In Korean pop music, title tracks and singles are usually a marker being laid down by the artist, loudly and proudly proclaiming their return to performance artistry. It’s almost always accompanied with fanfare, bombast, confidence, and excitement. Especially in cases where the comeback has been years in the making. The marketing machines in overdrive with promotions, making its way across radio waves, and hopefully charting as record label and artist expected it would before release.


If any artist in the realm of Korean music would be expected to comeback in such a manner, G-Dragon would most certainly be high on the list. That’s not to say that his catalogue is devoid of substance and meaningful expression, but to deny his penchant for flair and flamboyance would be downright silly. His music videos have combined visually arresting and satisfying imagery with genuinely profound symbolism (Coup d’etat comes to mind). Even outside of the medium of music his wealth of fashion design related endeavors and entrepreneurship, clearly he is not a person afraid of a public persona that could be described by some as ostentatious.


With a setup like that my regular readers (or as I like to call them the real MVPs) will be able to tell from a mile away that their expectations are about to be subverted. Those of you who didn’t, prepare for a shock I suppose?



The majority of his 2017 EP titled “Kwon Ji-yong” (his real name) is a hard-hitting, brutally honest, take-no-prisoners rap album. With song titles such as “Bullshit” and “Middle Fingers Up” it would be hard, looking from the outside, to expect this EP to be anything other than a brash return to form for Korea’s premier rapper.

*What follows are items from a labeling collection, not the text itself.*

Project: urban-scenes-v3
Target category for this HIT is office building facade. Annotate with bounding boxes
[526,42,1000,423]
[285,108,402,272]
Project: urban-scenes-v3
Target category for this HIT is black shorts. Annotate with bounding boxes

That is until you reach track 4, ironically titled “Untitled, 2014” that your ears must adjust from the heavy synths and drum machines to a singular piano and a singing G-Dragon, not the rapper we have become so accustomed to over the years. A song composed using common time in the key of E major, with a much more modest and measured tempo of 80 BPM. It is vocally and instrumentally minimalist, but the commitment to the small scale doesn’t stop merely at that, it goes even further and deeper than imaginable.


Initially the music video was meant to use intricately designed sets in multiple locations with various sets, as well as be a 2 day filming process. However it was shot in a single take, with filming finished in less than an hour! Whether or not this is just G-Dragon being drained and exhausted from the rigors of Korean pop star life or a genuine commitment to artistic desires of modesty, we’ll never know. The romantic and artistic idealist in me is going to always go with the latter, so for the purposes of this essay lets hope it was. 


Lyrically at first glance it may read like a fairly derivative break-up song. I’ve seen it described "a letter to a past lover” with G-Dragon "apologizing for his past actions, asking for forgiveness and the chance to see his ex again even if it's just one more time or in his dreams.” And as you might have expected, I have a slightly different interpretation.


I believe the song to be a personal letter to a young Kwon Ji-yong, before the days of the “G-Dragon” everyone knows. Reminiscing strongly for the days before the cameras, the interviews, the recording sessions, and the extracurriculars he didn’t sign up for as an artist in these hectic modern times of interconnectivity. In essence he is essentially apologizing to his past self for the person he has had to become in order to protect himself from those who seek to drag him down. In hopes that one day, when this life of celebrity is but a distant memory, he can get back in touch with who he was before he “signed his life and personality away” so to speak. 


It’s a somber song of poignant grief hoping against having to accept that this person he desires to get back in touch with is gone forever. The only chance he has left to recapture the pieces of himself he has lost is in his next life. Wondering if all he has had to sacrifice to achieve his dream was worth all of the quite literal self-destruction. 


The commitment to minimalism is such that it is even reinforced in the themes and messages that I believe it is communicating. The music video with its backdrop of a partly cloudy sky vivid with the orange of a summer evening, a more unkempt and casual looking G-Dragon, Kwon Ji-yong, this is the “past self” living the way he wanted to be before the influences of the industry he found himself a part of forced him to survive in ways that required different ways of being. Hell, even the physical album release was on a USB instead of the standard compact disc, the flash drive is inscribed with "Kwon Ji Yong, Blood type A, 1988, August 18", the print being handwritten by G-Dragon's mother when he was born.




"I approached this record a bit differently. There are so many things I don't know about myself. So I spent time looking over my past albums and thinking about my life. I've turned 30 this year and am going through an important phase in life. Instead of trying to create a trendy new look and sound, I worked on this album as if it were my last.” The fact that his military service was upcoming undoubtedly had a profound impact on the direction of this record and because of that Untitled, 2014 feels like a culmination of the emotional state of his life at the time. The transition from celebrity to armed forces reminded him of a time where he wasn’t the center of attention, he was just another foot soldier in the journey of life, and in a strange roundabout way, it was a chance to get back in touch with the person he fears he’s lost. A time before he himself, had a title.